Christian Institute | |
Size: | 240px |
Abbreviation: | CI |
Formation: | 1991 |
Headquarters: | Wilberforce House, 4 Park Road, Gosforth Business Park, Newcastle upon Tyne, NE12 8DG. |
Type: | Christian charity |
Leader Title: | Director |
Leader Name: | Vacant |
The Christian Institute (CI) is a charity operating in the United Kingdom, promoting a conservative evangelical Christian viewpoint, founded on a belief in Biblical inerrancy.[1] [2] [3] The CI is a registered charity. The group does not report numbers of staff, volunteers or members with only the former director, Colin Hart, listed as a representative.[4] Hart died in March 2024, leaving the directorship vacant.[5] According to the accounts and trustees annual report for the financial year ending 2017, the average head count of employees during the year was 48 (2016:46).[6]
While the CI has campaigned on issues including gambling, abortion and euthanasia, it is most notable for its campaigns against homosexuality and gay rights. The CI sought to retain Section 28[7] and a higher age of consent for gay and bisexual men, and opposed the Civil Partnership Act, the Marriage (Same Sex Couples) Act 2013 and legislation allowing same-gender couples to adopt.[8] It has opposed measures to prevent gay people being discriminated against in the provision of services and goods.[9] The Civil Partnership Act 2004, the Marriage (Same Sex Couples) Act 2013 and the Equality Act 2010 were ultimately enacted by Parliament.
The Christian Institute's activities was criticized by The Charity Commission in 2001, for breaching rules limiting overt political campaigning by charities, by "publishing a 100-page report, Homosexuality and Young People (1998), which argued against reforming anti-homosexual law from a purely political viewpoint.[10]
In 2004, the CI funded a full-page newspaper advertisement in The Times in support of a controversial amendment to the Civil Partnership Bill.[11] The amendment attempted to include within the scope of the Bill siblings who had lived together for longer than 12 years.[12] The amendment was ultimately rejected in both Houses of Parliament. In response to the advertisement, Members of Parliament questioned the CI's overt political campaigning in light of its charitable status.[13]
In 2000, the CI became the only group to initiate a court case for an alleged breach of the now defunct Section 28. The case failed.[14]

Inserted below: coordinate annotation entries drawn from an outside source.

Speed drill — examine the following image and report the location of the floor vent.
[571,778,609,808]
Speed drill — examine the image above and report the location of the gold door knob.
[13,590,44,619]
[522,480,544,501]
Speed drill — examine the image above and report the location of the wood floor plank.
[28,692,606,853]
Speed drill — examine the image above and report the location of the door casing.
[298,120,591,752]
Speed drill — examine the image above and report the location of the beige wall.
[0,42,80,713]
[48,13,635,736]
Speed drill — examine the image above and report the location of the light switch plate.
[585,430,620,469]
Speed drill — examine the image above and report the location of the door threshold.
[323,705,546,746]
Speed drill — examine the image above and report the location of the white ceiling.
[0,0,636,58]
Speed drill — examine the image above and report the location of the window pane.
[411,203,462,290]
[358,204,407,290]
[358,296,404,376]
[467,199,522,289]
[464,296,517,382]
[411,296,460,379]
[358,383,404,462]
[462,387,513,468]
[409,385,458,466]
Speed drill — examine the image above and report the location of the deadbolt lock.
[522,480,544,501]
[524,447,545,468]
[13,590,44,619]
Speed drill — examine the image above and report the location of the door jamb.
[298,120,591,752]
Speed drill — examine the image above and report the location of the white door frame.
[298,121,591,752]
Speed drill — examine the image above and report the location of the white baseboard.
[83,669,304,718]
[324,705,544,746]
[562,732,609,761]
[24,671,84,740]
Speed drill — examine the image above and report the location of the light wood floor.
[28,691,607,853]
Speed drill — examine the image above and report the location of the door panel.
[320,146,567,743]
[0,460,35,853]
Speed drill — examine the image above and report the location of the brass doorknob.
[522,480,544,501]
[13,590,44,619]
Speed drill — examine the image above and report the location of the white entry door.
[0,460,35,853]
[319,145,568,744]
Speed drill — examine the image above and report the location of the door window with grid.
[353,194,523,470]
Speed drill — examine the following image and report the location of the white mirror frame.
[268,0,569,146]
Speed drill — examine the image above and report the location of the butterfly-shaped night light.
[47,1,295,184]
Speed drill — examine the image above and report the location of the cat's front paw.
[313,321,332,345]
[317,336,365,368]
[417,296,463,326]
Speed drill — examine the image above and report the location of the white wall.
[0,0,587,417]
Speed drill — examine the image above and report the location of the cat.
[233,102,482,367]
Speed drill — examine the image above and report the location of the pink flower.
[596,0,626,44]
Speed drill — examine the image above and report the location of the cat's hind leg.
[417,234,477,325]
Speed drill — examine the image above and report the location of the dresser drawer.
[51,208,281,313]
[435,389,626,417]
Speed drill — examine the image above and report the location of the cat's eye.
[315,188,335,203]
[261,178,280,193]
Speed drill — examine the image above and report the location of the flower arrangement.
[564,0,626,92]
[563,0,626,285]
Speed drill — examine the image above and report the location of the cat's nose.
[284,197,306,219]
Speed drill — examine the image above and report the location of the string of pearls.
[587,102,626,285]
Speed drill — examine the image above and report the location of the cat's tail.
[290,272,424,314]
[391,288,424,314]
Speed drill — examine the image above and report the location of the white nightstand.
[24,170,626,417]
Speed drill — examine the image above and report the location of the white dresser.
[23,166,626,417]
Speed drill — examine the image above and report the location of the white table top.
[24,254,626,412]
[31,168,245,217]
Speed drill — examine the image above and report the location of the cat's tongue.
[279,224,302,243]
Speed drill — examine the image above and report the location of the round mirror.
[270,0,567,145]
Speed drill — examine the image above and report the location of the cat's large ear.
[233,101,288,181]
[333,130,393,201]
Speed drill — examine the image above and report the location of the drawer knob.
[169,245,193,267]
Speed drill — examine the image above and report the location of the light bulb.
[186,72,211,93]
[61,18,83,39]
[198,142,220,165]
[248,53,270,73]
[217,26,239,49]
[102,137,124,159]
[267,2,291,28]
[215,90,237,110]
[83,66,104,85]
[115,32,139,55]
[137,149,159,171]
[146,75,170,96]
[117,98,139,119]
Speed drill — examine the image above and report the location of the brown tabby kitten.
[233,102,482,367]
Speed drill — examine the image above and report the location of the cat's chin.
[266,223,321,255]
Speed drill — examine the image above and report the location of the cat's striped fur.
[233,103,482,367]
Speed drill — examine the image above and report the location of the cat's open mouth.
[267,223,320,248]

In 2007, the CI and others unsuccessfully sought a judicial review of the Sexual Orientation Regulations in Northern Ireland.[15]
In May 2008, the CI funded[16] the legal costs of Lillian Ladele, a registrar from Islington, London, who took her employer, Islington London Borough Council, to the London Central Employment Tribunal. Ladele had refused to process the paperwork associated with civil partnerships on religious grounds, and following complaints from other staff she was disciplined under the Council's Fairness for All policy. Ladele claimed she had been subject to direct and indirect discrimination, and harassment in the workplace, on grounds of her religion. In July 2008, the tribunal found in Ladele's favour; however this ruling was overturned by the Employment Appeal Tribunal in December, 2008.[17] The CI later launched an unsuccessful appeal against this ruling in the High Court, and has been refused permission to appeal to the Supreme Court.[18] [19]
In 2010, the CI funded the defence of two Christian hotel owners accused of acting unlawfully under the Equality Act (Sexual Orientation) Regulations, by refusing to let a same-gender couple in a civil partnership stay in a double room reserved for married couples.[20] The owners lost both the case and the subsequent appeal.[21]
In 2015 and 2016 CI was part of the No to Named Person (NO2NP) coalition that campaigned against the "named person" scheme in Scotland, the attempt by the Scottish Government to introduce legislation creating a single point of contact for each child, with privileged access to data about that child.[22] NO2NP argued that this would "[undermine] parents and permits the state unlimited access to pry into the privacy of families in their homes" and would stretch child protection resources.[23] The arguments were dismissed by the Court of Session in Edinburgh in 2015. After hearing an appeal in March 2016,[24] the UK Supreme Court stated that the proposed legislation would breach the rights to privacy and a family life under the European Convention on Human Rights, and ruled that the proposal could not be implemented in this form.[25] On 19 September 2019 the Scottish Education Secretary, John Swinney, confirmed that the Scottish Government will withdraw the named person legislation.[26]